RFP has been issued in March 2018 and its almost coming to be a year now. IAF for all this near 12 month is stuck up with the 6 month extension. What good they would achieve with it? If they can't do anything in 12 month, what more they think to achieve in 6 month? Moreover its a single vendor contract, so instead of sticking to a point, they should have worked on it. If they would have ordered the fighter by now, the price would not have been a problem for them.
Here I am talking of price validity. In my second post I just expanded the view.
This is simply your assumption. It is quite possible that evaluating HAL's response would actually take 18 months, which is why DPP asks for 18 month evaluation time. Regardless, IAF didn't make it a sticking point. IAF only asked responses for other two points.
Also, how do you know that the delivery schedule problem is due to lower demand and not HAL's general incompetence? Because as I see it, HAL has a unique ability to delay production even in projects of huge demands. MKI and Dhruv manufacturing are prime examples. 1300 crores were approved years ago to expand Tejas manufacturing capacity, but as per HAL's MD interview few days back, they will still continue producing 8 Tejas per annum till 2022.
Btw, my point in my original post was that IAF gets very wrong reputation of being anti indigenization because of stupid articles of some defence bloggers, where as much bigger crimes by DRDO and PSUs go un-noticed. I am not here to bash HAL.

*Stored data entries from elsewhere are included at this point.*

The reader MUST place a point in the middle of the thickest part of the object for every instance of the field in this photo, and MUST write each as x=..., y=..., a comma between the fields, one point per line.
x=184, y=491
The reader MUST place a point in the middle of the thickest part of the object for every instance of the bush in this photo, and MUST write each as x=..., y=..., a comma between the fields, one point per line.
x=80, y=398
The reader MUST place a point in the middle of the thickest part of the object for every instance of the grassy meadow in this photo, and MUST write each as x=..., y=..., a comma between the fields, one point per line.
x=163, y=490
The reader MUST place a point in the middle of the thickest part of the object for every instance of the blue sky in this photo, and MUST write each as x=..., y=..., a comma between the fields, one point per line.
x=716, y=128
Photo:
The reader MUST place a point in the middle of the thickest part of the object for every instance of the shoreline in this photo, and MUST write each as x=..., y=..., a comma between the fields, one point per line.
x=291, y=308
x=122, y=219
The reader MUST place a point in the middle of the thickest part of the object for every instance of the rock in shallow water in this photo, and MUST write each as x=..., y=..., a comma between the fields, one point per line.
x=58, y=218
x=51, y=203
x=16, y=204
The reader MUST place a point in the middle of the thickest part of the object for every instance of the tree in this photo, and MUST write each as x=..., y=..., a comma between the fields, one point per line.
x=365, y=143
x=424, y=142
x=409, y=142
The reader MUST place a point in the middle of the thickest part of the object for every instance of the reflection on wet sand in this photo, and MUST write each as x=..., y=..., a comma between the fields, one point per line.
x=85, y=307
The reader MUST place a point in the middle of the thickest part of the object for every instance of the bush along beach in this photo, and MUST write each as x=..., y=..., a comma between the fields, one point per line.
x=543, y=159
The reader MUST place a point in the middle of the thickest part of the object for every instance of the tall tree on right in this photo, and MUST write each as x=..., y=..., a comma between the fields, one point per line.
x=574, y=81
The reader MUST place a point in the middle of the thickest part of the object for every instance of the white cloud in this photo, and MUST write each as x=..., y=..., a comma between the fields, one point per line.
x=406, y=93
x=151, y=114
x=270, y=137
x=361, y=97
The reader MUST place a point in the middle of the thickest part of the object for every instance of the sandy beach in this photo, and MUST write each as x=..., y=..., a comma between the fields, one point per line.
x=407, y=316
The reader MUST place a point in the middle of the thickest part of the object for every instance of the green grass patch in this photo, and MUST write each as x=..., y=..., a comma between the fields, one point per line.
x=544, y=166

This is not my assumption. As I said earlier, a price validity period is needed to brush off the various knick knacks of a proposal. These are generally technical in nature. In case of a multi vendor approach, it is a deciding factor as it do take time for technical evaluation of products and it is a security that during all this evaluation period, the quoted price doesn't change at time of order.
But in case of Tejas, it was a single vendor contract. IAF had to evaluate just one system and if they had not been able to do it in 1 year, what they could achieve in further 6 months. IAF is simply hanging to one laid down procedure and is sticking to the point instead of coming to terms and change it. IAF knew about the price validity on March 2018 itself and now when its nearing March 2019, they are moving to MOD.
I mean in one year all IAF had came up with is,
1- Deferred range aspect, which as per HAL has been resolved and fresh proposal submitted.
2- Non compliance of delivery schedule. A genuine concern, but which could be worked out in one year time frame.
3- Price validity period. Again, if IAF could not have come to order in one year period, what more would change in another 6 month that they would order?
Out of the three, the only technical issue IAF has pointed is sorted out. 6 month extension is not going to solve the delivery schedule any way.